Britain’s second city has been rebuilt over the last decade, attracting new businesses, young workers and property investors.

Birmingham was heavily bombed in World War II, and the rebuilding of the city, along with its expansion during the 1960s, was dominated by concrete, brutalist architecture.

Over the past decade, much of the centre has been redeveloped. Futuristic, award-winning structures have replaced the grey, concrete buildings of the past, breathing new life into the city. The local economy has also been embracing the future, and the emergence of technology industries, such as biomedicine,1 have helped Birmingham bounce back from the global financial crisis. The economy has also been supported by major infrastructure projects.2

Consequently, Britain’s second biggest city by population is enjoying a growing sense of confidence about its future. With increasing inward investment and expanding businesses, Birmingham has become a magnet for new workers, fuelling demand in the local property market.

This momentum is attracting the attention of international property investors, lured by impressive rental yields and lower prices compared to London or Manchester. “Suddenly everyone wants to invest in Birmingham. When you drive around the city, you’ll see lots of evidence of new activity,” says Donna Smith, National Investment Director at estate agent Connells.


Birmingham has had a particularly strong revival over the past 18 months, says Smith, helped by the £750m redevelopment of its main railway station, New Street, along with the central shopping area.3

Work is starting on the much-anticipated first phase of HS2, a £56bn high-speed train line between Birmingham and London, due to open in 2026.4 The city council also recently announced several large transport projects, including a £1.2bn programme to get ready for HS2. A further £4bn will be spent over the next four years on a new network of tram routes and rapid transit buses.5

There has been significant investment in Birmingham by Asian investors. Birmingham City Council recently led a trade mission to China, and since then two residential projects have been announced.6 The most recent is a block of 214 apartments to be built in Ladywood, to the west of the city centre.7

Birmingham’s three universities have also played a strong role in attracting investment and encouraging entrepreneurial activity in the city. For example, in 2008 Aston University help set up what is now Birmingham Science Park Aston, which has so far helped incubate 140 start-ups.8

“Now that Birmingham has got its transport, development plans and funding in place, it’s being recognised as a major player in the global economy,” says Rupert Stevens, Senior Product Manager for Premier Mortgages at Barclays.

“This, coupled with both a favourable exchange rate since June and the UK’s robust home buying process, has attracted investors from the Middle East, Asia and Europe.”


One of Birmingham’s attractions for investors is its under-developed, city centre new-build property market, which has taken longer to recover from the recession than other regional cities.

“The recovery in house price growth is at an earlier stage here,” says Donna Smith. “For example, you might expect to pay between £700 and £2,000 per square foot in London, but in Birmingham it’s between £270 and £350.”

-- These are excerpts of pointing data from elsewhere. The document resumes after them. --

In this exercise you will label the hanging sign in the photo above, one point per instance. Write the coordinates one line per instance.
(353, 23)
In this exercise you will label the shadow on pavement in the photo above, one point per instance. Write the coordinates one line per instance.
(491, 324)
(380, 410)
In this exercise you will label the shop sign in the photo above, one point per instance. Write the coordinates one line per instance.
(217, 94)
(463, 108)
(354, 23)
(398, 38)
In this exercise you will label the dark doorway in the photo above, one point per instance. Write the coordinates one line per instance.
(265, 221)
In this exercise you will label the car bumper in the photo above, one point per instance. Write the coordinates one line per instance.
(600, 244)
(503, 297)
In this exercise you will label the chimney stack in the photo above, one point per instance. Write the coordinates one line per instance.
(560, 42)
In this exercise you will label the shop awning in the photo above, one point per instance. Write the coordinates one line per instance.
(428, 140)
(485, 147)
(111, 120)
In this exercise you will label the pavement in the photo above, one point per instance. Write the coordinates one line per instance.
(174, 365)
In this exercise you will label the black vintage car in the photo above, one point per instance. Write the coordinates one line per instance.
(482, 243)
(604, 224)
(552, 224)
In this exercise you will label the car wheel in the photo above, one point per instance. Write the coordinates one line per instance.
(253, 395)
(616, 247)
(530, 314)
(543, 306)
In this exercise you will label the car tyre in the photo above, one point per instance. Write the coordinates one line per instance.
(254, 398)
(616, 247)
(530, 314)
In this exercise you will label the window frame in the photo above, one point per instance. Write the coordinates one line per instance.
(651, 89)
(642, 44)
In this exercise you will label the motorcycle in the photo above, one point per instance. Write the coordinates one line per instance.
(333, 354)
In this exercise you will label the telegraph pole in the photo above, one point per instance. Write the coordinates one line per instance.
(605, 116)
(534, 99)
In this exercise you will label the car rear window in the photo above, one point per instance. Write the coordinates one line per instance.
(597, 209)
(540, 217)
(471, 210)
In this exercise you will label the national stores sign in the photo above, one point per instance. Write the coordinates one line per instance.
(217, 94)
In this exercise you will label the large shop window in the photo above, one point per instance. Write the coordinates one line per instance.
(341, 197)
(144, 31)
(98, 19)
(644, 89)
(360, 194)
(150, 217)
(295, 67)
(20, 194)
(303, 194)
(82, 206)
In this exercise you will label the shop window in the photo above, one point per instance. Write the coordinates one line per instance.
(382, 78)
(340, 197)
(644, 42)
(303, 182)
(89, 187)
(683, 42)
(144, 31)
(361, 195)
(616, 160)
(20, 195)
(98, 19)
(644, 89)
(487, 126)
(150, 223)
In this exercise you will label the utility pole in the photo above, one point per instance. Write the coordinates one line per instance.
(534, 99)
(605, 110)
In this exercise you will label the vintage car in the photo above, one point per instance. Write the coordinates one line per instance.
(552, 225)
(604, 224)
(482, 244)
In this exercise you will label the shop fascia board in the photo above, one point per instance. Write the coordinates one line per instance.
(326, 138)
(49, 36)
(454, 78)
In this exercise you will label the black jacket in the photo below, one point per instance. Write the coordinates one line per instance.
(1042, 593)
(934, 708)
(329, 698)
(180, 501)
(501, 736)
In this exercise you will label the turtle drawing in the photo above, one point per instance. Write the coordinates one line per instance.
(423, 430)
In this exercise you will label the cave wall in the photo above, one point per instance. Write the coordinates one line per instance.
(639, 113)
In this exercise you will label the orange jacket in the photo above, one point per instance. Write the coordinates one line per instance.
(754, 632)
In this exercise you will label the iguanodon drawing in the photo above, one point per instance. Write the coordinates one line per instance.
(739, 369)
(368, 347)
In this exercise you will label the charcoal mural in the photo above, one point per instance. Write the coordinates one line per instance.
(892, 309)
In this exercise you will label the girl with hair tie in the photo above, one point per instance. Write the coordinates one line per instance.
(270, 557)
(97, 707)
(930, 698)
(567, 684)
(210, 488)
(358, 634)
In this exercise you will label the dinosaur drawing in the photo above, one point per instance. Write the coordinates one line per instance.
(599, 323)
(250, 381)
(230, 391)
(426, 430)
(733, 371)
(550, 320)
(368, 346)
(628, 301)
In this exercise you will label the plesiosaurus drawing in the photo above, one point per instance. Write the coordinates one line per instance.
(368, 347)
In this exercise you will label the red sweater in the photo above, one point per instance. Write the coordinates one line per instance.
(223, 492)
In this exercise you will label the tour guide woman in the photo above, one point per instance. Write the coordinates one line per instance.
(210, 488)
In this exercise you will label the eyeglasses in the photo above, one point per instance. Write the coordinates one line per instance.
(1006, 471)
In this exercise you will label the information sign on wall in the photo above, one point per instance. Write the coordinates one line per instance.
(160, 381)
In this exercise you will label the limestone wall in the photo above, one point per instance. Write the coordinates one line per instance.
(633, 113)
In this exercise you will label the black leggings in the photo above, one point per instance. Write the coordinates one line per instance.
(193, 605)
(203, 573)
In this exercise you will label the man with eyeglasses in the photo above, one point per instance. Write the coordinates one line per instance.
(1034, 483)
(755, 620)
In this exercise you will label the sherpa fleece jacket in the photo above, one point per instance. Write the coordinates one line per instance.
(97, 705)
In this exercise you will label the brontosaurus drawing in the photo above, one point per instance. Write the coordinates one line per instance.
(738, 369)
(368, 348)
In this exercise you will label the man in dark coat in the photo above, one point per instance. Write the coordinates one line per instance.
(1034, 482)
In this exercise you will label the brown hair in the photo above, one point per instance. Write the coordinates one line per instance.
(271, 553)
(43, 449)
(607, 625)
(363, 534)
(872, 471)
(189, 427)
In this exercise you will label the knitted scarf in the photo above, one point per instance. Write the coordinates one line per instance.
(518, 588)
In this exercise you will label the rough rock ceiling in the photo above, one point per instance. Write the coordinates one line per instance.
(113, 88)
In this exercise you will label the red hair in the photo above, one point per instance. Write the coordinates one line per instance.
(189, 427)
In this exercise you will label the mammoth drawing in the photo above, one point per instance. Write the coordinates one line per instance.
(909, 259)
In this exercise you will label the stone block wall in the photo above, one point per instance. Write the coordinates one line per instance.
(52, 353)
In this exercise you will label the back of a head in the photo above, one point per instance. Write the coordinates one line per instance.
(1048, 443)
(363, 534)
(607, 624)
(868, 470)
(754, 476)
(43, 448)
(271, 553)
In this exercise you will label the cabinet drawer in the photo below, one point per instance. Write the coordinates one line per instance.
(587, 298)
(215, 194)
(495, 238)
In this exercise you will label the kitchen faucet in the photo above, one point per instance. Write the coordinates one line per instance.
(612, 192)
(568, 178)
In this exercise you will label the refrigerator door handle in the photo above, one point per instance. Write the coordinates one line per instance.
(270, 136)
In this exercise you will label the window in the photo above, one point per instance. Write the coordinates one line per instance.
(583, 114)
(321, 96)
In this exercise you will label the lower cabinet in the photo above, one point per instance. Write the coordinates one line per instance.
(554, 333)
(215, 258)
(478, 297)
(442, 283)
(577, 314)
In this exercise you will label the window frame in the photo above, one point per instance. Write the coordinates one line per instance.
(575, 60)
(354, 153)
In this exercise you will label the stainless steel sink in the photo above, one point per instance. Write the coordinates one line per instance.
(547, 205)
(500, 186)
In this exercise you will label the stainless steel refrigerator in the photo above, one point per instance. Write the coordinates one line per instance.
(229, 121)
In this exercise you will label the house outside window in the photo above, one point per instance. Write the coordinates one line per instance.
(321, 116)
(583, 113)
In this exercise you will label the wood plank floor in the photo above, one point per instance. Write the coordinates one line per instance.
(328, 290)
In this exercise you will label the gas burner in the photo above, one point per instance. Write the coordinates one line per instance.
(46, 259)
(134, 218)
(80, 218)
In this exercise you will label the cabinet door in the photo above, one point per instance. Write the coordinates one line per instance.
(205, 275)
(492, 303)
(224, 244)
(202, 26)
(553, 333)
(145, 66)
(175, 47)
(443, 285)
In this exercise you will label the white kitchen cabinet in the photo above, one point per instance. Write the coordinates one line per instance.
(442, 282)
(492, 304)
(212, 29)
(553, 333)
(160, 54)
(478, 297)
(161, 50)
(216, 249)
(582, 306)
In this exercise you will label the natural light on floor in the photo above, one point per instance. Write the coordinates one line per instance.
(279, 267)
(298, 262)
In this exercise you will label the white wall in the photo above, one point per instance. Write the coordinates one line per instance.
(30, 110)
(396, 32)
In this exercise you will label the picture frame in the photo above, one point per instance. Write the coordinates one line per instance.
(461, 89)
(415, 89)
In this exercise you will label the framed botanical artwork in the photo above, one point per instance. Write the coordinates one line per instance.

This is reflected in figures from Hometrack, which says that Birmingham’s house prices increased by 7.7% in 2016. And the recovery started from a lower base. The average house price in Birmingham is £145,500 compared to £482,800 in London, it says.9

Meanwhile, the number of people renting in Birmingham has risen steadily, from 12% of all households in 2001 to 18% in 2011.10 And a report by investment manager Hermes recently concluded that major regional centres such as Birmingham can expect to enjoy a period of sustained rental uplift.11

This is helped by an increasing number of young professionals moving from London to more affordable cities to both work and live. It was revealed recently that Birmingham is the most popular destination among these ‘London escapees’ who are attracted by lower house prices and rents.12


Birmingham was recently ranked sixth in Europe for investment and development prospects, nine places above London.13

Like regional centres in several other European countries, it benefits from offering investors good value, says PwC. It reports that its clients believe they are going into Birmingham at an ‘earlier part of the rental growth cycle’.13

“Gross initial yields are higher in Birmingham than in many other large UK cities and considerably better than those on offer in London,” says Nicholas Barnes, Head of Research at Chestertons.

“Rental growth prospects are also strong given the projected growth in household numbers and the likelihood that supply will not keep pace with demand.”

Birmingham’s central zone is split into six ‘quarters’ each featuring different rates of economic improvement. The two fastest-growing are the Jewellery Quarter to the north of centre, and the area around Digbeth bus station, situated on high ground to the east of the central shopping district.

The Jewellery Quarter began its uplift earlier and several large-scale developments are already going ahead, including the recently-approved £80m St George Street Urban Village.14 It will include 600 homes within apartment blocks and a row of townhouses all within a six-acre site.

Digbeth is Birmingham’s creative quarter, where the city’s artisans, media companies and digital start-ups are based. Land in the area is being bought up by big development companies such as Seven Capital.15 Also, six new development zones, including the famous Typhoo Wharf, are now earmarked for regeneration.16 Digbeth already has at least half a dozen apartment blocks either under way, recently completed or going through planning.